Getting the ticket was OK ... if you bought it like I did online.

One of the worst parts of the whole expirience was actually waiting in line for the theatre to be cleaned for our arrival. In our neat little lines, penned in by those weird seatbelt/post gettogethers, we stood around, nothing to do but nervously talk about 'safe' discussions. Or, if you were alone like I felt, nothing to do but try and lose yourself in some music from your ipod or cd player, or try and stare down the freaky little rugrat that stared up at you, half its left hand stuffed into its drooling little mouth. Or worse yet, managing to get into a conversation with a complete stranger who's obviously had one-too-many drinks for the night and manage to make bodily contact. Time couldn't have moved slower, and worse yet, if you weren't there early, you'd never get any good seats, so you HAD to wait around in the pen-like situation, scowling away people's urgent desire to make light conversation. I hated it with so much passion I think it radiated off me.

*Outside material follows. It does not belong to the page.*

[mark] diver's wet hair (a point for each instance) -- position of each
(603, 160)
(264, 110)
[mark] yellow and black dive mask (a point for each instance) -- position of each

Finally, I was in the theatre, I managed to get one of the seats that are alone, next to the area where gymps sit. This time around I don't have to worry about accidentally letting your leg touch another's, or having someone in front who cares that you put you're legs up on the top of their chair. It should have been OK, but the shit that was playing on the screen ruined everything. Advertizments. Advertizements or little "did you know?" facts that I could care less for. "It took two hours to put on the makeup for the cat in the hat!" "500 gallons of paint were used in painting the houses of a street in the Cat in the Hat!" "it took Michael Meyers 3 hours to take a shit and wipe his ass in the stupid suit he agreed to wear" WHO FUCKING CARES!? oh ... theres that fat woman who laughs at every little thing that pops up on the screen, or the little kids who actually liked the piece-of-shit movie. There's always people like that. Easily amused, cheap-thrillers who have half an education and some weird idea that people actually care about what cheapass little facts they know. Its people like this who make such stupid things for the movie theatre. Its people like that who think of the idea to "Hey! Lets make a shitty movie based off a children's book with our loads of money, over-advertize it when its not making half as much as it took to make the movie, and pay-off reviewers to put in a good word on it!"

I saw a poster for the upcoming "Garfield" movie. Have they no shame or creativity?! Can't they make a movie about something cool like a kickass alien who kills off an entire crew with acidic blood?! NO! They have to resort to CHILDRENS BOOKS to make their obscene amounts of money! The Grinch was crap. I saw about 1/4 of that before shutting the TV off and going to play a good computer game like Carmageddon to get my mind off of the stupid shit. I'm sick and tired of movie makers ruining everything that I held dear in my childhood; the Grinch, The Cat-In-The-Hat, Garfield ... all I can hope for is Calvin & Hobbes to stay pure at this point in time. Garfield... GARFIELD?! How the fuck are you supposed to make an interesting movie about a cat who sleeps, eats, kicks his owner's dog, and makes fun of his owner? Where the fuck is the plot development? Oh thats right, this is just going to be some stupid movie to entice and trick the masses to come see. Whats worse, is that even though I try and get away from the shit so my memories stay clean and crisp, they always have to shove it right back into my face in the form of "did you know" pre-movie slides. They slaughtered the Grinch, I'm sure they slaughtered the cat-in-the-hat, and I'll bet they're going to slaughter garfield, oh and the're making a movie on 'The Polar Express...' Torture.